When writing a targeted email or planning a call to an investor, whether its first contact or not, the key is to be as genuine and complimentary as possible. A relatable and value-adding proposition, or precious information sharing, is a definite way of getting the attention of the person reading the email or receiving the call. Once their attention is gained, it is important to have a follow-up action ready to activate future correspondence. The more ‘yes’ or positive reinforcement is generated in the exchange, the higher the chances for a follow-up call or meeting. In the event that the receiver of the email or call doesn’t respond favourably, at Blue Tree we have learnt from experience that it is most important to receive feedback or a reason as to why not, if possible. This is necessary for the continuous improvement of your strategic investor strategy.

Proposition of mutual growth

After the strategic investors and founders are aligned; there is a huge potential for mutual growth. In more simplistic terms, the investors can learn about, and have access to, the new technology that can potentially complement their other businesses and the founders have access to the hard-to-comeby networks of the investors, and subsequently their financial powers. A beautiful synergy is therefore realised. Good team dynamics become second nature because of the synergy between the founders and the investors. The experience that a seasoned strategic investor brings to the table is invaluable to any new company starting out in this challenging period. Strategic investors or partners can open doors to new clients, a network of other investors, and access to resources like real estate or products from their existing businesses.

Added value of repeated investments embodies trust and transparency

Unlike traditional investors, strategic investors bring in the scope of roping in repeated investments because of the comfort and camaraderie between the founders and them. Strategic investors also understand why it is necessary to re-invest in order to grow a company as they are in tune with the nature of the business. Additionally, the level of transparency within the business goes higher with strategic investors. Strategic investors by default can also be part of the board due to the knowledge they have about the business which is an invaluable asset. Trust and transparency are key to long lasting relationships and successful partnerships. Successful partnerships lead to faster business growth, increased competitiveness, improved strategies and access to better talent acquisition.

Future moving towards a more segmented and specific nature of investment and synergy/ partnership between businesses.

As technological advancements alter the nature of existing businesses and make way for new businesses, the global trend of investing has become increasingly segmented and specific in nature. Investors are actively investing in areas that supplement their existing businesses or areas that they can contribute because of their experience and knowledge in the specific field. At Blue Tree we pay a lot of attention to understanding the values and driving forces of our client’s businesses, working together to build a successful strategic investor strategy. A relevant story is how we introduced one of our clients in the blockchain space to an investor in the luxury space, and it was immediately evident to both how mutually beneficial their collaboration would be.

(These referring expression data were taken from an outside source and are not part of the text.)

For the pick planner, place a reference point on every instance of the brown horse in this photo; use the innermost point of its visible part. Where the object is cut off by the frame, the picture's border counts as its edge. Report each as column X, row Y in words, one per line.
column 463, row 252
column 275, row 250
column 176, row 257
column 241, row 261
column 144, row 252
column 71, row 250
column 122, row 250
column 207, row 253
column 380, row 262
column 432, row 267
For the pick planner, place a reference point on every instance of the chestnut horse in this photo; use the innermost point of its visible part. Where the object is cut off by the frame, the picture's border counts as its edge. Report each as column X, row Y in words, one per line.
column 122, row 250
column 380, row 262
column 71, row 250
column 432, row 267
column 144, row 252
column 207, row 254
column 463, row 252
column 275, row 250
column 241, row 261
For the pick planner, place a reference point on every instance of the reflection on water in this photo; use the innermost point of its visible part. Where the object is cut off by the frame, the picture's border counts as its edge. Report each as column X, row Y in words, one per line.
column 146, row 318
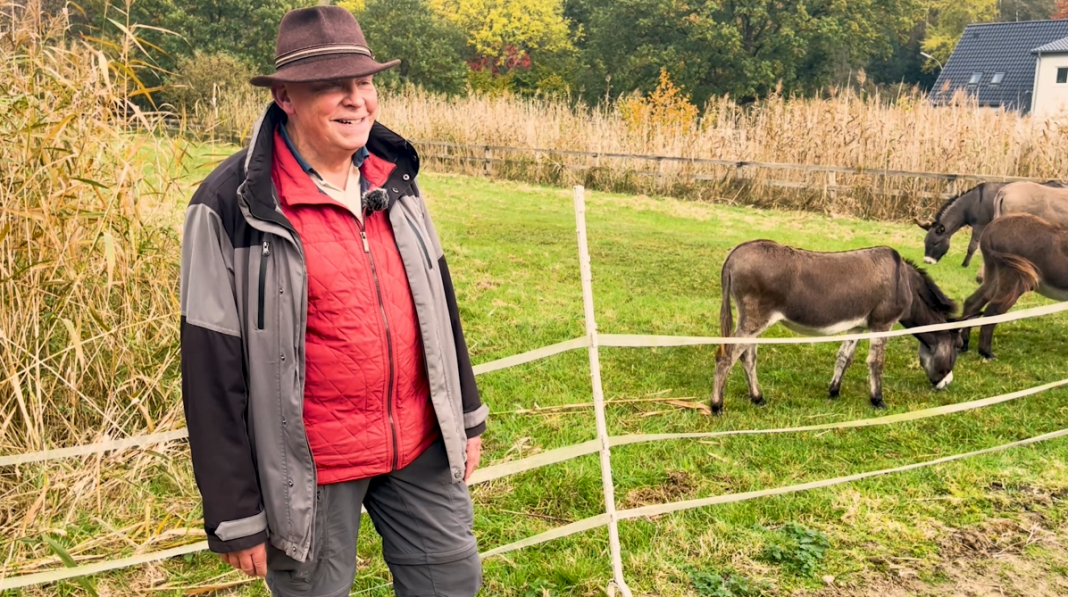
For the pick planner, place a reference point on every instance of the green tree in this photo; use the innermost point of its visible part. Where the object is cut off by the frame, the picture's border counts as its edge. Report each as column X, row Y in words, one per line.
column 741, row 47
column 1025, row 10
column 947, row 21
column 430, row 49
column 499, row 29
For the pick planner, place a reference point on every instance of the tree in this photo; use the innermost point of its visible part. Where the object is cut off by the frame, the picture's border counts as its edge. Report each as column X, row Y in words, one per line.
column 506, row 34
column 430, row 49
column 947, row 21
column 245, row 29
column 1024, row 10
column 741, row 47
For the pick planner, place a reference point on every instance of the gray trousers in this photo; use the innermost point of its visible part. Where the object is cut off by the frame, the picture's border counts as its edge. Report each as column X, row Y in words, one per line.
column 424, row 519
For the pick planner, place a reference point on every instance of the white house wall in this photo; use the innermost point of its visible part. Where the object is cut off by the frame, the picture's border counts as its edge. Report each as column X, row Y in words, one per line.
column 1050, row 97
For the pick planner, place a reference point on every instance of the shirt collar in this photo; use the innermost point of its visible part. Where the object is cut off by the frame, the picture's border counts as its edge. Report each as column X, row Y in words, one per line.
column 358, row 158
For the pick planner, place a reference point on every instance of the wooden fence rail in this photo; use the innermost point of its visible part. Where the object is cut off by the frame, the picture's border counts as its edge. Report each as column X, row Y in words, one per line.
column 488, row 155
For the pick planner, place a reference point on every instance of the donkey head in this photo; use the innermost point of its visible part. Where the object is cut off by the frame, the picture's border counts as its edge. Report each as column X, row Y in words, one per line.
column 938, row 355
column 938, row 350
column 937, row 241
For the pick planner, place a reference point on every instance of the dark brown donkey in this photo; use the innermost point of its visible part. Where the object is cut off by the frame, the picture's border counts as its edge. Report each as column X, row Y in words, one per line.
column 827, row 294
column 1020, row 253
column 975, row 208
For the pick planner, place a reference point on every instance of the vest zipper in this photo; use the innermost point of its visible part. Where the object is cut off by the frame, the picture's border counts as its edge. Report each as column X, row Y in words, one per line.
column 389, row 342
column 421, row 244
column 263, row 283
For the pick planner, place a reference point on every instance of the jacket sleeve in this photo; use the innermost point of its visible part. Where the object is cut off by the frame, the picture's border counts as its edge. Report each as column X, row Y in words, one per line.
column 474, row 412
column 214, row 392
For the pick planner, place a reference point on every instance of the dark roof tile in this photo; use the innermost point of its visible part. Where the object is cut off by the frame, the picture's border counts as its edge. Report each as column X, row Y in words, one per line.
column 998, row 47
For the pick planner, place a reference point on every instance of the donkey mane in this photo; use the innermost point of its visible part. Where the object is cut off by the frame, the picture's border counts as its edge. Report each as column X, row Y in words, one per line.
column 948, row 203
column 930, row 294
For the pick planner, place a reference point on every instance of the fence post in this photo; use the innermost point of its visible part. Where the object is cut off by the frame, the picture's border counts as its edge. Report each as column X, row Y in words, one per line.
column 740, row 172
column 587, row 301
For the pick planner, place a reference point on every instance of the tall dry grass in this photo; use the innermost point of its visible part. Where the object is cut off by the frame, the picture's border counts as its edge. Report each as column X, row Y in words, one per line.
column 868, row 131
column 90, row 207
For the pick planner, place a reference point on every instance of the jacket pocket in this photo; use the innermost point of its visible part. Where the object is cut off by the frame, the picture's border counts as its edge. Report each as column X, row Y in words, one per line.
column 265, row 252
column 421, row 244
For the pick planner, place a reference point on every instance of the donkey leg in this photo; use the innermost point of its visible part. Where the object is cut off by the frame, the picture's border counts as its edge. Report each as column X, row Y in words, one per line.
column 749, row 364
column 877, row 357
column 996, row 307
column 727, row 356
column 725, row 359
column 973, row 305
column 972, row 245
column 845, row 359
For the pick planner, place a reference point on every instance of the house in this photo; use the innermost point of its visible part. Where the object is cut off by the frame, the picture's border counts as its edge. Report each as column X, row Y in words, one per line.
column 1051, row 79
column 1006, row 64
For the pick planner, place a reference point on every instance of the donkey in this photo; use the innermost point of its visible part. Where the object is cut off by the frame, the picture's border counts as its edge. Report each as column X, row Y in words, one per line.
column 975, row 208
column 814, row 293
column 1020, row 253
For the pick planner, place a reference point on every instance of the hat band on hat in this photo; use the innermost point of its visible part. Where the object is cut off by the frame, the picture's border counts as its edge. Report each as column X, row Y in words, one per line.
column 320, row 50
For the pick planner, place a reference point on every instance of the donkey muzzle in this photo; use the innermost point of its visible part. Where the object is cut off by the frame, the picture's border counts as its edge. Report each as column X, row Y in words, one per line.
column 945, row 381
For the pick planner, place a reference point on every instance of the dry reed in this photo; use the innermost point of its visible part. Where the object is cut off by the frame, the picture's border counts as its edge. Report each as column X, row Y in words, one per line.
column 89, row 310
column 843, row 129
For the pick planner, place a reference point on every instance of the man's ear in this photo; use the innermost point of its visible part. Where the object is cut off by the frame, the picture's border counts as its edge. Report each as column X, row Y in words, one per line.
column 281, row 95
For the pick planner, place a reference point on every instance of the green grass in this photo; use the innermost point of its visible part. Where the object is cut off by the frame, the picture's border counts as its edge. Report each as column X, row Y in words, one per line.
column 656, row 263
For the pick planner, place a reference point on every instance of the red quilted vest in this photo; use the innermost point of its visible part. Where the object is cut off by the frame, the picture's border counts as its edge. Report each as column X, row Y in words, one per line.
column 367, row 406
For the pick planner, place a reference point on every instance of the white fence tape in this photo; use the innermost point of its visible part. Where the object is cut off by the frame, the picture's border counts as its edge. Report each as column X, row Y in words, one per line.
column 658, row 509
column 634, row 341
column 141, row 441
column 585, row 449
column 531, row 356
column 65, row 574
column 615, row 341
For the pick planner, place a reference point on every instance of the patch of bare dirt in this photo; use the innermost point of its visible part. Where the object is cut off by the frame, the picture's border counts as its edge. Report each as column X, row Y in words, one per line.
column 989, row 560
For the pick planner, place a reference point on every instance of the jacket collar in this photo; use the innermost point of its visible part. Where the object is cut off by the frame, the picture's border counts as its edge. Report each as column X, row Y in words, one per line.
column 383, row 145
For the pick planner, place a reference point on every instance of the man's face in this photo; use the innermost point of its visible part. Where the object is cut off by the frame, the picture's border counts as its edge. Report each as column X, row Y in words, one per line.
column 330, row 116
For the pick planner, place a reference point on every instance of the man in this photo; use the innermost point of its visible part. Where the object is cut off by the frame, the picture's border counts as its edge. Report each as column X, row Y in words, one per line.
column 323, row 361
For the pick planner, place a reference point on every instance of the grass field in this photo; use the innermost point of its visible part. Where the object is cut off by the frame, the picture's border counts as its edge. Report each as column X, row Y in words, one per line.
column 995, row 520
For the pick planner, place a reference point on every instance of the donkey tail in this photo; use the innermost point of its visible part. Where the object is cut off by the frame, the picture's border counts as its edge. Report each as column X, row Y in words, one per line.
column 1022, row 275
column 726, row 320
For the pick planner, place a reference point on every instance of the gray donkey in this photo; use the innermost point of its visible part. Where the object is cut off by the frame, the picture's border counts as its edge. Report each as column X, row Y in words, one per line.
column 1020, row 253
column 815, row 293
column 975, row 208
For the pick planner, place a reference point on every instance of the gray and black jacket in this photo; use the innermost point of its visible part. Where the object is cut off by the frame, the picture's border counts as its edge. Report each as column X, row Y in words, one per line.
column 244, row 316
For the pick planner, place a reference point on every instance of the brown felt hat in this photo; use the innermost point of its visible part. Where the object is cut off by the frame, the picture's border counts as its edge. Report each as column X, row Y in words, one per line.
column 320, row 44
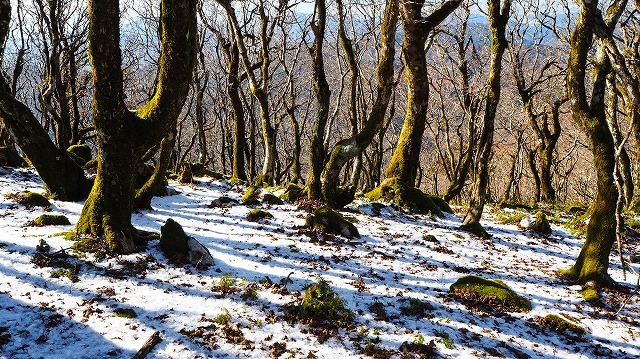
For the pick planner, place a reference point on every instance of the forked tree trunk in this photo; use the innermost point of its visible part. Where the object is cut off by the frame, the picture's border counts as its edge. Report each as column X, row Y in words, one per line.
column 593, row 261
column 498, row 17
column 62, row 177
column 406, row 156
column 123, row 136
column 349, row 148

We reflected and based our introduction on their shared new world problem, heavily ingrained in the post-covid value driven investor market – the blockchain company had a transparent and traceable solution, the investor was looking for exactly that. The blockchain company had spent years developing a certification engine for all kinds of products, specifically tracing luxury goods from assembly to final client. The investor had a business with clients in the luxury industry that was looking to be ahead of the competition, by providing transparency and traceability of its products to the end consumer – who is becoming more and more value-based in their consumption. By understanding the needs and values of both parties, we quickly identified their mutual values and direction and introduced them to each other, as envisioned, the relationship continues today.